Location of Calorie Declaration

If the food sold from the vending machine permits the consumer to examine the Nutrition Facts label before purchase, or otherwise provides visible nutrition information at the point of purchase (such as through front-of-pack calorie labeling), then no further calorie declaration is required. For all other articles of food that do not meet this criteria, the vending machine operator must provide calorie declarations on a sign (which can be a sticker) close to the article of food or selection button (i.e., in, on, or adjacent to the vending machine). The sign does not need to be attached to the vending machine as long as the calorie declaration is visible at the same time as the food, its name, price, selection button, or selection number is visible. Electronic or digital display of the calorie information is also permitted.

Calorie Declaration Format

Generally speaking, the calorie declarations must be clear, conspicuous and prominently placed. When the calorie declaration is in or on the vending machine, it must be:

  • in a type size no smaller than the name of the food on the machine, the selection number, or the price of the food as displayed on the vending machine, whichever is smallest;
  • displayed with the same prominence, meaning the same color, or a color at least as conspicuous, as the color of the name or price of the food or selection number; and
  • set against the same contrasting background, or a background at least as contrasting as the background used for the item it is in close proximity to, i.e., name, selection number, or price of the food item as displayed on the machine.
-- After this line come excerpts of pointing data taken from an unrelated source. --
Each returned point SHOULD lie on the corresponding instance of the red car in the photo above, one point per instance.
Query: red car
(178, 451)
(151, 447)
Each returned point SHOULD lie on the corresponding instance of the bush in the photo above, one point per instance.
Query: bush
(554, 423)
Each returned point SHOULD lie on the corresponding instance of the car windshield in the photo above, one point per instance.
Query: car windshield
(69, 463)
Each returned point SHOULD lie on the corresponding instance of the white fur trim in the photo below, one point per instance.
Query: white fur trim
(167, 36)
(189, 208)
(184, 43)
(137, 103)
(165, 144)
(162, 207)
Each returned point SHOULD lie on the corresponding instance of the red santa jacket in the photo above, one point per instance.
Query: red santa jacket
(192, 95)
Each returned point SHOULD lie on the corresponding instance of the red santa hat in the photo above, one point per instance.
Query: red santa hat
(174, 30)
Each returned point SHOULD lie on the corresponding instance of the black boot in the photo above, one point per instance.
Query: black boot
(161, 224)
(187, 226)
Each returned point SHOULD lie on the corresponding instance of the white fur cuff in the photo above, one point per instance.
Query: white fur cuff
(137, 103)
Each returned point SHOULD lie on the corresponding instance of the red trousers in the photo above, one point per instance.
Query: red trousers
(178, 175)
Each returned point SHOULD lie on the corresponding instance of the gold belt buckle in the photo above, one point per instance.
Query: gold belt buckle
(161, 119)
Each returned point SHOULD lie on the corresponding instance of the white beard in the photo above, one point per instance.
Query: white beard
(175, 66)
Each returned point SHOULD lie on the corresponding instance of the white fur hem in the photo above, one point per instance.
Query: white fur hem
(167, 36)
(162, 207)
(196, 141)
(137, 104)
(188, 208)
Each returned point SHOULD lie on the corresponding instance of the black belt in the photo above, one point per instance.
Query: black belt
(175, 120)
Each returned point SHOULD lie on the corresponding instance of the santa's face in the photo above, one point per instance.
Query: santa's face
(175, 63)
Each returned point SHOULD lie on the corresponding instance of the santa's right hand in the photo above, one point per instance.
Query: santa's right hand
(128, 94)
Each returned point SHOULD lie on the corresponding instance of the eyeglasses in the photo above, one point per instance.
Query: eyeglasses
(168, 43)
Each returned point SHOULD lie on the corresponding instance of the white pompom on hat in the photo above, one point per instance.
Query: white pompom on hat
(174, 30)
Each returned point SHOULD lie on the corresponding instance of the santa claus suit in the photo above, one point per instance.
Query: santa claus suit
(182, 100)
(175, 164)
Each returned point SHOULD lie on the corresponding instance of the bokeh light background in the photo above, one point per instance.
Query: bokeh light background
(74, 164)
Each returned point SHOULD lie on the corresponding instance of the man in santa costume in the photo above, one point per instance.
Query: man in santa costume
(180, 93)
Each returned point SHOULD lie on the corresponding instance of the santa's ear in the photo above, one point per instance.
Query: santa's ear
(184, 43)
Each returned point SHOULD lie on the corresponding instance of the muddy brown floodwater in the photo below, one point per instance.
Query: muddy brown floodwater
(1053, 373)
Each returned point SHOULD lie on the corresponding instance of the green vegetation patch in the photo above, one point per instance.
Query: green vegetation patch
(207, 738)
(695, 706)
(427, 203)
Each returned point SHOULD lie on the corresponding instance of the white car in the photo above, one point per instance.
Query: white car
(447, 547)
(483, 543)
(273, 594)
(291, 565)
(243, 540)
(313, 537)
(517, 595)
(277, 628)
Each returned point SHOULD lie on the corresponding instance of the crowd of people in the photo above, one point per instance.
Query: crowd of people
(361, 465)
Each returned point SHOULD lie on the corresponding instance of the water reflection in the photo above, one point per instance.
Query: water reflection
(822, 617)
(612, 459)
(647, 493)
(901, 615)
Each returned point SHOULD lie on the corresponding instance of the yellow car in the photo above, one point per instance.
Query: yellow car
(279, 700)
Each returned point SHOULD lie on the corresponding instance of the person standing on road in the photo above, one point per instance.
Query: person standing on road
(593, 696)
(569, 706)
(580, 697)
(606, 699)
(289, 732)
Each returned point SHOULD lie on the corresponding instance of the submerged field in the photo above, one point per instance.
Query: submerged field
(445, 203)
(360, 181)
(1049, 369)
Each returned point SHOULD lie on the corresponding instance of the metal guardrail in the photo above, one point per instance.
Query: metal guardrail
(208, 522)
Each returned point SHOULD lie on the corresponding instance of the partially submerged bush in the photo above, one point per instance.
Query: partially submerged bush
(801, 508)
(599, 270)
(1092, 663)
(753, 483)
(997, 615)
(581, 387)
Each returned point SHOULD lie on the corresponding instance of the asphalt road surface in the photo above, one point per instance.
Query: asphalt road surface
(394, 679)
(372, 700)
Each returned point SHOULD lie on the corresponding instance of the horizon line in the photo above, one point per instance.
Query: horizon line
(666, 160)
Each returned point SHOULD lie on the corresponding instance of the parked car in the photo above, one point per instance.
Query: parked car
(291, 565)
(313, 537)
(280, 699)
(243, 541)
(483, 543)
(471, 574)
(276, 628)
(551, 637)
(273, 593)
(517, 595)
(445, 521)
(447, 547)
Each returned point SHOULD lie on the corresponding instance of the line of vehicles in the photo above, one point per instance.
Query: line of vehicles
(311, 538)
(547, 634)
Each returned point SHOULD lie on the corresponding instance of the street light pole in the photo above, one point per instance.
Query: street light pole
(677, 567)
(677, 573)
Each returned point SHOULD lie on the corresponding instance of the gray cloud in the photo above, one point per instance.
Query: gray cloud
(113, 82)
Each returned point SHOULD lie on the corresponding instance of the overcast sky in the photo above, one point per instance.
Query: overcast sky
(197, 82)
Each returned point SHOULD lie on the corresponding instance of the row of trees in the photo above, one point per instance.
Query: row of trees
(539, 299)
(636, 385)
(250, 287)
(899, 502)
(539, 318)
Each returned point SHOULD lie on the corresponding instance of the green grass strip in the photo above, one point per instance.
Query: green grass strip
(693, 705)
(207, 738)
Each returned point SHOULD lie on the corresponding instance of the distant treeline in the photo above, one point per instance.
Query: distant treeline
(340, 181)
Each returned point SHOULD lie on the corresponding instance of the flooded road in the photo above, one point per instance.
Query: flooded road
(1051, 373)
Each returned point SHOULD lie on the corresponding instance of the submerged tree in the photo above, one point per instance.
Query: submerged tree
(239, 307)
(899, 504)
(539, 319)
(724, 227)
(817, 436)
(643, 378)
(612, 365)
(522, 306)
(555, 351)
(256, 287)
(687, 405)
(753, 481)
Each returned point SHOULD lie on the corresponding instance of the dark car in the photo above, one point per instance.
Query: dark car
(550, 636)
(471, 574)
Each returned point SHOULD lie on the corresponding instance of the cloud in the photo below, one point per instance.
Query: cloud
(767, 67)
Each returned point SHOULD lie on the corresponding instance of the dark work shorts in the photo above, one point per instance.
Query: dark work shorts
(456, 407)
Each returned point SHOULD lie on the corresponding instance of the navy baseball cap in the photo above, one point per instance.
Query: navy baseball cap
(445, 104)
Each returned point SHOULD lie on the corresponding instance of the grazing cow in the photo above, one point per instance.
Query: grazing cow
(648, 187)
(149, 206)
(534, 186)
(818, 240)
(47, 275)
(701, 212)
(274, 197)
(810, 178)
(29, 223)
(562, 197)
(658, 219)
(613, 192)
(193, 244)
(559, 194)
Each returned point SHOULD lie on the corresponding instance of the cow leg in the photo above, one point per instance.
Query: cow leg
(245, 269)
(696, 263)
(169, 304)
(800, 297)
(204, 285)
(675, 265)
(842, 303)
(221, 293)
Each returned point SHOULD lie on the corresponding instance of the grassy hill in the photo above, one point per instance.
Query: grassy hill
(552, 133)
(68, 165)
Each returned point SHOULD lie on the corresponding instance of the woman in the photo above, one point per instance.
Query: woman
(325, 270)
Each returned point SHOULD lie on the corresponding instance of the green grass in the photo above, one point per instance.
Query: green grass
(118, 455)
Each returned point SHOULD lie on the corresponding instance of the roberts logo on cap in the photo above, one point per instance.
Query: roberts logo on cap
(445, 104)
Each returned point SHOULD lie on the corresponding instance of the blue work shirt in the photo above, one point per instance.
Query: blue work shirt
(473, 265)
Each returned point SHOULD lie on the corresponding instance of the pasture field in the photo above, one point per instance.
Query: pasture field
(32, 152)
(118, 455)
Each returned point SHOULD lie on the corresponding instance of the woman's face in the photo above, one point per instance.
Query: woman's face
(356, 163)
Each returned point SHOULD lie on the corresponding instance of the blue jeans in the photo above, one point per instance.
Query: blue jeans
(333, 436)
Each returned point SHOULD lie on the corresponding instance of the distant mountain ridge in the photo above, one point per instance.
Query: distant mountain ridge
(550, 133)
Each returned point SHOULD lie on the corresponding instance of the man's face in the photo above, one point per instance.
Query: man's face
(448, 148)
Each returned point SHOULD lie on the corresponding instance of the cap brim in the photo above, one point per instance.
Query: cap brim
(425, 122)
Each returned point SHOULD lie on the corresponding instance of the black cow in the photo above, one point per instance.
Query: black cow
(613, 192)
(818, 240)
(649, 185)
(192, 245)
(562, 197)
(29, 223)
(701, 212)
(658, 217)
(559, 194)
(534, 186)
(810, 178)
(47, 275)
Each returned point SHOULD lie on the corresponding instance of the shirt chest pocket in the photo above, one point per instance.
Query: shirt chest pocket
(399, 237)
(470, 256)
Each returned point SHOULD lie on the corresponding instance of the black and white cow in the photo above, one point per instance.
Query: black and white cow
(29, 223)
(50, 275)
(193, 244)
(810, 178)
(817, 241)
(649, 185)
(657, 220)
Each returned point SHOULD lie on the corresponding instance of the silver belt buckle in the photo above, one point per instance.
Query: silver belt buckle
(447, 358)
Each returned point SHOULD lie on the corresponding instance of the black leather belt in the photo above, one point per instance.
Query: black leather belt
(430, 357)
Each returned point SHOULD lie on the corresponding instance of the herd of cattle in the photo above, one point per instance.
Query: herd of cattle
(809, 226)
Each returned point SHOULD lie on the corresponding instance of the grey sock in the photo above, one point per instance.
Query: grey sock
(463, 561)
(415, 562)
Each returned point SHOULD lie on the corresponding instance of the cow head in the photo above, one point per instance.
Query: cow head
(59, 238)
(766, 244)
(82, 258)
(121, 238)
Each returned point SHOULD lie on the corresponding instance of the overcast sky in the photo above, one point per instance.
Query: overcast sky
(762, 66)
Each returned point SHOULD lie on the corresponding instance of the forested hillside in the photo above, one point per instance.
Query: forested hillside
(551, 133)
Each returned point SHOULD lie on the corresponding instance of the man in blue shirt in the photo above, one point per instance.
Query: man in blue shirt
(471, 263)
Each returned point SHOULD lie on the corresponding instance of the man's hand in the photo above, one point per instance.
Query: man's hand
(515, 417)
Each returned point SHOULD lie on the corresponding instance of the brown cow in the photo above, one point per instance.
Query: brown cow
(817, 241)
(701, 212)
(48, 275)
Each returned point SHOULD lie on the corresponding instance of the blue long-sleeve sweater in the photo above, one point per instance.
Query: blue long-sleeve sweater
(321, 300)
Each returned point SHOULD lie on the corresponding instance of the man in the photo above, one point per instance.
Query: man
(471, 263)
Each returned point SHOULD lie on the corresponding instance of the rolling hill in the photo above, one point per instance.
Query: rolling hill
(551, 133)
When the calorie declaration is on a sign adjacent to the vending machine, the calorie declaration must be (1) in a type size large enough to render it likely to be read and understood by the consumer under customary conditions of purchase and use, and (2) in a type that is all black or one color on a white or other neutral background that contrasts with the type color.

Vending machine operators may rely on a number of ways to determine the calorie content for foods sold in their vending machines, including the food package’s Nutrition Facts Label, the manufacturer or supplier of the food, nutrient databases, cookbooks, or laboratory analyses.


The FDA expects vending machine operators to generate and maintain a record of the information regarding how they determined the calorie content for their vending machine foods. Operators should be prepared to share the record of information with the FDA during an inspection if the agency needs to determine whether the posted calorie declarations are truthful and not misleading.


The FDA is requiring vending machine operators to disclose their contact information on their vending machines. This information must include the operator’s name, telephone number, and mail or email address. The agency plans to use this information to contact operators for enforcement purposes. The failure to comply with the calorie declarations requirements will render vending machine food misbranded under the federal Food, Drug & Cosmetic Act.

FDA Guidance

In August 2010, the FDA issued guidance titled “Questions and Answers Regarding the Effect of Section 4205 of the Patient Protection and Affordable Care Act of 2010 on State and Local Menu and Vending Machine Labeling Laws.” The guidance was last updated on July 9, 2014. Additional information can be obtained from the FDA’s Menu and Vending Machines Labeling Requirements webpage, which was updated on December 2, 2014.